Consider this: Since the advent of the light bulb people sleep 500 hours less each year. Before modern technology revolutionized the daily time allotments we gave to specific activities, people enjoyed a daily “sleep diet” of about 10 hours. With most Americans, getting between five and seven hours of sleep at night, it seems that our current “sleep diet” is noticeably less than evolution intended. And maybe that is okay if you work in a library or lick postage stamps for a living but when you are hauling a D8 coast to coast, it just doesn't cut it.

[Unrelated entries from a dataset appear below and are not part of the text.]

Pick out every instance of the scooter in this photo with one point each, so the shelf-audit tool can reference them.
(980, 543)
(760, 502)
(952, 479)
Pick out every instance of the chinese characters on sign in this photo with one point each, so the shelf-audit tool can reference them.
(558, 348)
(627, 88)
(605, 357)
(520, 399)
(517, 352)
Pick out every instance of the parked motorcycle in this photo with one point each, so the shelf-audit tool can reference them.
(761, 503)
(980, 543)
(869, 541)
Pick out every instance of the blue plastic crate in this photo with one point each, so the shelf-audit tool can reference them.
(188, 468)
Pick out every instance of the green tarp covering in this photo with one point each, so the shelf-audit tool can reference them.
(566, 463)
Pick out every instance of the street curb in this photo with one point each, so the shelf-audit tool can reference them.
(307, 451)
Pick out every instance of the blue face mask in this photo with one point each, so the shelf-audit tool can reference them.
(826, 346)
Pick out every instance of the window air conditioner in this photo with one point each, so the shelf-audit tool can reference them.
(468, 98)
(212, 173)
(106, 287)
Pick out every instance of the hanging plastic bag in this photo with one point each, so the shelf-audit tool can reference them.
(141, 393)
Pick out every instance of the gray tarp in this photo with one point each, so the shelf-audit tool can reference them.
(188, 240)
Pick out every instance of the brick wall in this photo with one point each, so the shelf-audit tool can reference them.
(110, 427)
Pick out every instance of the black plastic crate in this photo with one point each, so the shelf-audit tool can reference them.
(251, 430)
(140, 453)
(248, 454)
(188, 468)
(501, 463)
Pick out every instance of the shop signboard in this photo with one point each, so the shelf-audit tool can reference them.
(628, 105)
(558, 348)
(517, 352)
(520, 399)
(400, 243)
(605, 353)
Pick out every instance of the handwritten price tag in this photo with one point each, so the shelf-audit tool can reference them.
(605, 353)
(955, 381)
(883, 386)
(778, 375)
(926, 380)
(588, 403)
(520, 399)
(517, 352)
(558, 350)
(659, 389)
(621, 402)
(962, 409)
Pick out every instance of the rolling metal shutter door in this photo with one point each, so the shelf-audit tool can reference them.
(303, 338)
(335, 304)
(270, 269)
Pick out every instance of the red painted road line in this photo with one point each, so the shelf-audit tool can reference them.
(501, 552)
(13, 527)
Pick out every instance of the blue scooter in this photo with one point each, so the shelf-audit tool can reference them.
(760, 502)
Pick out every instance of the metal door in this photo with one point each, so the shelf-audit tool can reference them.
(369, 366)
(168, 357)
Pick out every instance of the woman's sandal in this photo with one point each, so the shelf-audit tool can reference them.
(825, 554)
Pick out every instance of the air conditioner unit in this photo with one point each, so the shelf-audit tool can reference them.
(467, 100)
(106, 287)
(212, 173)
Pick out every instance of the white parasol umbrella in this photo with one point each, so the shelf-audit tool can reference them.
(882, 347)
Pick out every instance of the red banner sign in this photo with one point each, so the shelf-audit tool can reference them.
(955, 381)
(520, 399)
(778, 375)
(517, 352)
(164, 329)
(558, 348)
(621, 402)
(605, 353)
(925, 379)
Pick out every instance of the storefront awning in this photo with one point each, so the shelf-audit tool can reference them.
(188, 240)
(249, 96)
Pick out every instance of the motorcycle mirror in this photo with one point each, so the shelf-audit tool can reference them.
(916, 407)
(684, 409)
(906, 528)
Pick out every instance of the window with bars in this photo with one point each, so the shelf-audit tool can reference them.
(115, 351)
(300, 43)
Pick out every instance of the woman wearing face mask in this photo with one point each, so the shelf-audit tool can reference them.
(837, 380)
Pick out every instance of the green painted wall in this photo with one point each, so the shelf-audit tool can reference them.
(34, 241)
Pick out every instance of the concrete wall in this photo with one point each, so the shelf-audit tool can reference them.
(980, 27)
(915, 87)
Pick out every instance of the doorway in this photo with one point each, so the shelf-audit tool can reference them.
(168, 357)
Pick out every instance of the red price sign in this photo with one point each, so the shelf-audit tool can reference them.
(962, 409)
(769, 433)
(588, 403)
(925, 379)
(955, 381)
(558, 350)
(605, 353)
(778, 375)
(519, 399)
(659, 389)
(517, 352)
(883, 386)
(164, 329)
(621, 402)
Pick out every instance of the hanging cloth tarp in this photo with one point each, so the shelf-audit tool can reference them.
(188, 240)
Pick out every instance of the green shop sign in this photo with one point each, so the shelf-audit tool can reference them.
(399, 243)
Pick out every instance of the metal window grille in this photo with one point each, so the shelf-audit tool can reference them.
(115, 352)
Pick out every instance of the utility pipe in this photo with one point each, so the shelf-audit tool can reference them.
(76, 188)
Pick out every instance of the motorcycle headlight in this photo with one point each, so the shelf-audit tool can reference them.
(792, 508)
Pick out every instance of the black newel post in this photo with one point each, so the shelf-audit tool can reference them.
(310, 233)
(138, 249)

When you think about it, it's the same message that we preach to our employees. Be responsible. Be accountable. Work hard. Care. But we need to take our own suggestions and apply them to our managerial roles as well. If your best driver, your most trusted employee has not gotten the full 10 hours of rest he needs as required by the FMCSR, you have got to keep him home. Yeah, it might be an inconvenience. Yes, he might be the only driver available. But when he is finally rested and he gets back on the road and makes another successful trip, you will know you did the right thing.
In essence, it is saying the words “sleep tight”...and really meaning them.